A build has two parts, the build identifier and an array of stages. The identifier would likely come from your continuous integration environment. Each stage has a string name and a start and end timestamp. These timestamps should include milliseconds as they are used to figure out the ordering between parallel tasks.

JSON Schema

The JSON schema description of the data format is as follows.

{
  "$schema": "http://json-schema.org/draft-04/schema#",
  "type": "array",
  "items": {
    "type": "object",
    "properties": {
      "id": {
        "type": "integer"
      },
      "stages": {
        "type": "array",
        "items": {
          "type": "object",
          "properties": {
            "stage": {
              "type": "string"
            },
            "start": {
              "type": "integer"
            },
            "end": {
              "type": "integer"
            }
          },
          "required": [
            "stage",
            "start",
            "end"
          ]
        }
      }
    },
    "required": [
      "id",
      "stages"
    ]
  }
}

Full Example

This web application monitors its own build and deployment process, reporting back the timing data as the sample data for the application. You can see the JSON file for the sample data here.

Hooking up you project

In order to get these visualizations for your project, you need to gather the start and end times for the stages in your build. The way you do this does not matter as long as the output data is in the correct format.

The recommended way

We recommend using timing-stats-cli for the smoothest approach to benchmark your stages.

The manual way

After instrumenting a few different projects in a few different languages we have found a common approach to benchmarking stages. timing-stats-cli implements this approach, but may not work for all use cases. Following the steps below, you may find an approach that works better for more complicated circumstances.

There are a few steps to gathering the data we need.

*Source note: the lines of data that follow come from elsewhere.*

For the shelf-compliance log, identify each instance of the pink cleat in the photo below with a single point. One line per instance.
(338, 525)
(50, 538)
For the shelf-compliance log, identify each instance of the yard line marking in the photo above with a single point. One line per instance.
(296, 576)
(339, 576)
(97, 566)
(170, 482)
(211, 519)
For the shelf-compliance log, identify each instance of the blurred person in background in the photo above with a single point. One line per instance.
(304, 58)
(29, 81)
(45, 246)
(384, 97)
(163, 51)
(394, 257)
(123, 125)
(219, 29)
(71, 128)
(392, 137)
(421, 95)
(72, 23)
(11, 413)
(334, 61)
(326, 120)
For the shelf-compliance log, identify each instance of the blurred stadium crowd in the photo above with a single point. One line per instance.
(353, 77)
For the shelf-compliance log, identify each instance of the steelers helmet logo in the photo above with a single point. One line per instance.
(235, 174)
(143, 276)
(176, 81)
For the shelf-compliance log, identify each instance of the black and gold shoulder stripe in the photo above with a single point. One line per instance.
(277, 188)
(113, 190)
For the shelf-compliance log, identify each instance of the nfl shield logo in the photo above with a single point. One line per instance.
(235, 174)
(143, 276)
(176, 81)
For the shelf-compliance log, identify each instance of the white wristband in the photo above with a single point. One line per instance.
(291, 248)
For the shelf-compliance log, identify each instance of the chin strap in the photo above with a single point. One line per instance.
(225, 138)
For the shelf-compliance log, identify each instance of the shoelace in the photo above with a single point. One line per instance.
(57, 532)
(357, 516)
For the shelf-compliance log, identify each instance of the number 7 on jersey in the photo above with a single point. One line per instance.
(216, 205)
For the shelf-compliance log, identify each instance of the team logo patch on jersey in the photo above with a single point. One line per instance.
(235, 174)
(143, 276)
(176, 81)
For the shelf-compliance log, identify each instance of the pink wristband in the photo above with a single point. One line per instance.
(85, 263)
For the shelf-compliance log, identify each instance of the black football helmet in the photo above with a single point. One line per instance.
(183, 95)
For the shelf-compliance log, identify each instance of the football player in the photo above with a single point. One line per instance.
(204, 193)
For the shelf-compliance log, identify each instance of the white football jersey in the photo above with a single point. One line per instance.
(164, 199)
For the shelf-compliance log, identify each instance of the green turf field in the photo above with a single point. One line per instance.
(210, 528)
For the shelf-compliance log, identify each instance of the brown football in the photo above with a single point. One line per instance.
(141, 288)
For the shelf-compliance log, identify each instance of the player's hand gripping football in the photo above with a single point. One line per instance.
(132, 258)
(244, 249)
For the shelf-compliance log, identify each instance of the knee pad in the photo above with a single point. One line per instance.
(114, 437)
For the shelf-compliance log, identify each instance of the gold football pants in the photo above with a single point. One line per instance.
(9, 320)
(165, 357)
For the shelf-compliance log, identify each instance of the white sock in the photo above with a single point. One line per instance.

  • Save the start and end timestamps throughout the process of a build
  • At the end of the build do some processing on this data
  • Persist the data somewhere
  • Measure your build

Saving the timestamps throughout the build

I've found the easiest way to do this is to create a simple script that will append a line to a text file. A line in this file might look something like this:

START::my stage::1481968299009

Process build timestamp data

At the end of the build, once all of the stages have been written to the text file we want to convert the data into the final JSON form. This script should parse the lines and group the start and stop times for a given stage.

Measure your build

Now that you have a script to process the time your stages take, we need to measure the stages. Imagine you started with a scripts command in your package.json that looks like this:

{
  "scripts": {
    "style": "eslint"
  }
}

We will change this to call our timing script before and after eslint:

{
  "scripts": {
    "style": "my-timing-script START eslint && eslint && my-timing-script STOP eslint "
  }
}

Persist the timing data

Once we have the timing information in the right json format, we need to save it somewhere. You may choose to upload it to something like S3 or just commit it back to the repo.

This project commits its own timing information back to the repo on successful master builds.

Visualize your build

If your JSON file is accessible from the internet, you can view the charts for your build by navigating to the page with the url of the json file as a query string parameter

http://www.eli-white.com/timing-stats/?json=URL_FOR_JSON_FILE
http://www.eli-white.com/timing-stats/?json=https://mysite.com/timingInfo.json

Integrated approaches

Measuring individual stages in your package.json, Makefile, or equivelent is fine for getting started. Tools can help you do this in an automated way.